De vierde ontwikkeling ten slotte, maar iedere lezer zal er meer kunnen ontdekken, of ze anders willen benoemen - dat is de ruimte die Alberts zijn lezers geeft - is die van de familie zelf, met opgroeiende kinderen, bruiloften etc. Het familiekader wordt door Alberts op taalniveau heel doeltreffend aangegeven (zoals ook al, maar minder nadrukkelijk in De bomen): alle personages die worden opgevoerd worden aangeduid, niet met hun eigen naam, of dit bij uitzondering, maar met de term voor hun verwantschapsrelatie: men is schoonzuster, nicht, broer, etc.

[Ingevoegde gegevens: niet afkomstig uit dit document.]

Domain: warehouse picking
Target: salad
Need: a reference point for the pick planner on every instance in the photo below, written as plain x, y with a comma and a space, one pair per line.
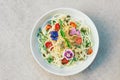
64, 40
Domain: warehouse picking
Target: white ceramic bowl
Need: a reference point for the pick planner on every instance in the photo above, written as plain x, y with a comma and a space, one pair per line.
67, 70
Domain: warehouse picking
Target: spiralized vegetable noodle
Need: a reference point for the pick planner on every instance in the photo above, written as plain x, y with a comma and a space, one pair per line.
65, 40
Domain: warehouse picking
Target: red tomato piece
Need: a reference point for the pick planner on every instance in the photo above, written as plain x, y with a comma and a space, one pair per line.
48, 44
78, 40
90, 50
57, 26
65, 61
73, 24
48, 27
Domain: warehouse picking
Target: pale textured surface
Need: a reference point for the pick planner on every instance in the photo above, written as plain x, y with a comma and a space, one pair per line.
17, 18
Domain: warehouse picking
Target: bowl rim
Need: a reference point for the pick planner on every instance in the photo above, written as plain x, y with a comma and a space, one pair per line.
60, 74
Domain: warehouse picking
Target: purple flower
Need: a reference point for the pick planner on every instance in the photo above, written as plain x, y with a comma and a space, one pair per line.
68, 54
54, 35
73, 31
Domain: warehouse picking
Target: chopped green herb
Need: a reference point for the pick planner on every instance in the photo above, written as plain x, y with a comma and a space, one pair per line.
50, 59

De familie ademt een sfeer van onderlinge verstandhouding, met ruimte voor ieders eigenaardigheden; de dreiging van buitenaf schept een lotsverbondenheid die zich uit in een vanzelfsprekende hulpvaardigheid te opzichte van elkaar; het is, om met Christopher Lasch te spreken, een "haven in a heartless world."

 

Al deze ontwikkelingen zijn door de mate van onontkoombaarheid die ze in zich hebben tragisch gekleurd. Ze vallen, met een versnelling tegen het einde, samen in een dramatisch hoogtepunt. De vader van het gezin, waarvan in het begin sprake was, heeft op zijn verre reis schipbreuk geleden. Hij wordt ziek, en op het moment dat ook zijn jongste zoon op het punt staat uit te varen, wordt hij thuisgebracht. Met twee kernachtige, haast explosieve slotzinnen zet Alberts dan zijn hele vertelling in een, hoewel steeds aangekondigde, toch verrassende toonaard: dan blijkt het hele verhaal in het teken te staan van de grote liefde die een vrouw koestert voor haar man: "Omdat zij wilde dat hij nog leefde. Omdat ze van hem hield".